Asaph had taken his reed pipe from his coat pocket and was filling
it. As he pushed the coarse tobacco into the bowl, he considered.
"Thomas," said he, "that ain't enough. Things have changed, and it
wouldn't pay me. But I won't be hard on you. I'm a good friend of
yourn, and I'll tell you what I'll do. If you will give me now all
the things we spoke of between us--and I forgot to mention a cane
and pocket-handkerchiefs--and give me, besides, that meerschaum pipe
of yourn, I'll promise not to hinder you, but let you go ahead and
git Marietta if you kin. I must say it's a good deal for me to do,
knowin' how much you'll git and how little you'll give, and knowin',
too, the other chances she's got if she wanted 'em; but I'll do it
for the sake of friendship."

"My meerschaum pipe!" groaned Mr. Rooper. "My Centennial Exhibition
pipe!" His tones were so plaintive that for a moment Asaph felt a
little touch of remorse. But then he reflected that if Thomas really
did get Marietta the pipe would be of no use to him, for she would
not allow him to smoke it. And, besides, realities were realities
and business was business. "That pipe may be very dear to you," he
said, "Thomas, but I want you to remember that Marietta's very dear
to me."

This touched Mr. Rooper, whose heart was sensitive as it had never
been before. "Come along, Asaph," he said. "You shall have
everything, meerschaum pipe included. If anybody but me is goin' to
smoke that pipe, I'd like it to be my brother-in-law." Thus, with
amber-tipped guile, Mr.

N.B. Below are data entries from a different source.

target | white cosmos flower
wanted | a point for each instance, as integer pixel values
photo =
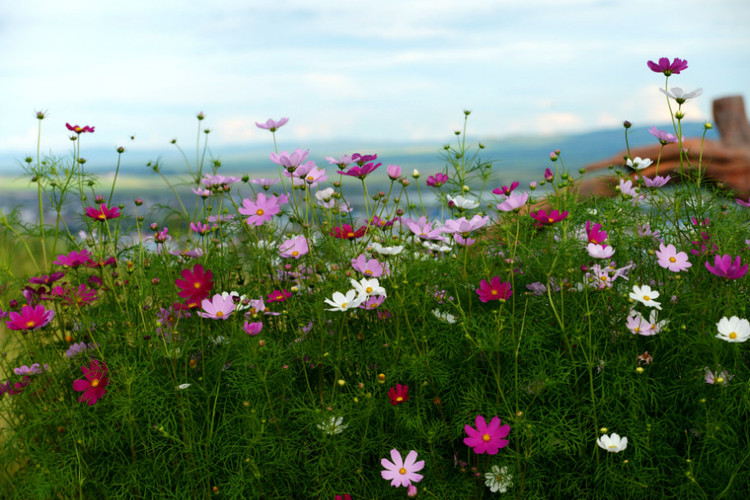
(343, 302)
(462, 203)
(333, 426)
(645, 296)
(367, 287)
(680, 95)
(612, 443)
(733, 329)
(638, 163)
(600, 251)
(498, 479)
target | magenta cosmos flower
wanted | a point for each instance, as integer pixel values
(94, 383)
(219, 307)
(670, 259)
(726, 268)
(272, 125)
(261, 210)
(402, 472)
(102, 213)
(666, 67)
(543, 218)
(494, 290)
(487, 438)
(295, 247)
(30, 318)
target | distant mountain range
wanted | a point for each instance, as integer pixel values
(515, 157)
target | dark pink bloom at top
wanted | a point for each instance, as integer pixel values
(79, 130)
(505, 190)
(437, 180)
(664, 66)
(594, 233)
(360, 171)
(543, 218)
(94, 383)
(272, 125)
(494, 290)
(30, 318)
(664, 137)
(487, 438)
(73, 259)
(102, 213)
(726, 268)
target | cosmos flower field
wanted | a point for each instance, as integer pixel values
(266, 339)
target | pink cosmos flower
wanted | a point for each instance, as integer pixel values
(29, 318)
(543, 218)
(726, 268)
(79, 130)
(218, 307)
(261, 210)
(295, 247)
(513, 201)
(487, 438)
(253, 328)
(360, 171)
(437, 180)
(102, 213)
(290, 161)
(664, 137)
(94, 383)
(372, 268)
(670, 259)
(494, 290)
(666, 67)
(402, 472)
(272, 125)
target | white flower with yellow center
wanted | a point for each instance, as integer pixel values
(612, 443)
(733, 329)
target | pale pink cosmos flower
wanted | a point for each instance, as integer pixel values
(670, 259)
(513, 202)
(402, 472)
(261, 210)
(294, 247)
(217, 307)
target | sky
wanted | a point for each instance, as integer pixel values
(369, 71)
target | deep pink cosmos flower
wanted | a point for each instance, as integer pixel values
(79, 130)
(494, 290)
(272, 125)
(670, 259)
(261, 210)
(398, 394)
(347, 232)
(195, 284)
(487, 438)
(666, 67)
(726, 268)
(543, 218)
(94, 383)
(437, 180)
(30, 318)
(218, 307)
(360, 171)
(102, 213)
(402, 472)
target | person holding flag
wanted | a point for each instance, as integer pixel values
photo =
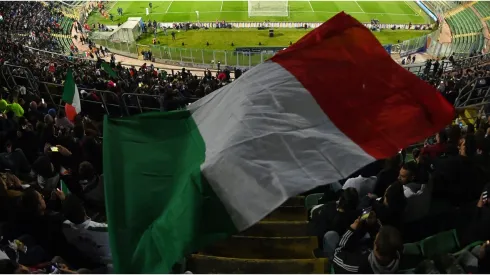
(71, 97)
(178, 181)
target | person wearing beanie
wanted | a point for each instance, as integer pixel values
(16, 109)
(52, 112)
(3, 105)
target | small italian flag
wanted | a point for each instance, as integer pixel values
(313, 114)
(71, 97)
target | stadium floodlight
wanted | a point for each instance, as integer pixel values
(268, 8)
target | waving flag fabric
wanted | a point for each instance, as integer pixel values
(316, 112)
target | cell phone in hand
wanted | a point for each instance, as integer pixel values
(365, 213)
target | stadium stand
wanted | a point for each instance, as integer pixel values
(484, 9)
(466, 29)
(286, 240)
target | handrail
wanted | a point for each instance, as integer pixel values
(123, 64)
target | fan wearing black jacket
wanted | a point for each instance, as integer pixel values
(334, 217)
(353, 257)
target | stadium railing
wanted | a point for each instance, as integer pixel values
(51, 55)
(17, 75)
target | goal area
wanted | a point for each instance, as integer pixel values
(268, 8)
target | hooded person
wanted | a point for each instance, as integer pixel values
(352, 256)
(16, 109)
(47, 178)
(3, 105)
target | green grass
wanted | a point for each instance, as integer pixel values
(222, 39)
(390, 12)
(220, 49)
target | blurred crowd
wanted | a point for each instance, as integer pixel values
(52, 209)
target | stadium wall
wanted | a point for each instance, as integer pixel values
(426, 10)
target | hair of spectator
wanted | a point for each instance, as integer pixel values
(416, 153)
(470, 145)
(8, 266)
(389, 242)
(410, 167)
(86, 170)
(393, 162)
(349, 199)
(30, 203)
(443, 136)
(454, 133)
(73, 209)
(395, 197)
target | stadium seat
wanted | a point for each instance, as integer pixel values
(277, 229)
(287, 213)
(412, 249)
(247, 247)
(468, 247)
(312, 200)
(203, 264)
(444, 242)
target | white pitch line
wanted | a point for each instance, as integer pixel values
(414, 10)
(359, 7)
(353, 12)
(168, 8)
(311, 7)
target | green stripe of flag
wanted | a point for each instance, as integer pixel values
(69, 88)
(107, 68)
(159, 206)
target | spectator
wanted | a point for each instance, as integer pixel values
(329, 221)
(390, 208)
(438, 148)
(353, 257)
(90, 237)
(388, 175)
(418, 195)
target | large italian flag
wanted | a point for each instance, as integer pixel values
(314, 113)
(71, 97)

Rooper hoped to win over his friend to not
only not hinder, but to help him.

As the two men walked away, Asaph thought that he was not acting an
unfraternal part toward Marietta, for it would not be necessary for
him to say or do anything to induce her to refuse so unsuitable a
suitor as Thomas Rooper.

About fifteen minutes before dinner--which had been cooked with bits
of wood which Betsey had picked up here and there--was ready, Asaph
walked into the front yard of his sister's house attired in a
complete suit of new clothes, thick and substantial in texture,
pepper-and-salt in color, and as long in the legs and arms as the
most fastidious could desire. He had on a new shirt and a clean
collar, with a handsome black silk cravat tied in a great bow; and a
new felt hat was on his head. On his left arm he carried an
overcoat, carefully folded, with the lining outside, and in his
right hand an umbrella and a cane. In his pockets were half a dozen
new handkerchiefs and the case containing Mr. Rooper's Centennial
meerschaum.

Marietta, who was in the hallway when he opened the front door,
scarcely knew him as he approached.

"Asaph!" she exclaimed. "What has happened to you? Why, you actually
look like a gentleman!"

Asaph grinned. "Do you want me to go to Drummondville right after
breakfast to-morrow?" he asked.

"My dear brother," said Marietta, "don't crush me by talking about
that. But if you could have seen yourself as I saw you, and could
have felt as I felt, you would not wonder at me. You must forget all
that. I should be proud now to introduce you as my brother to any
doctor or king or president. But tell me how you got those beautiful
clothes."

Asaph was sometimes beset by an absurd regard for truth, which much
annoyed him. He could not say that he had worked for the clothes,
and he did not wish his sister to think that he had run in debt for
them. "They're paid for, every thread of 'em," he said. "I got 'em
in trade. These things is mine, and I don't owe no man a cent for
'em; and it seems to me that dinner must be ready."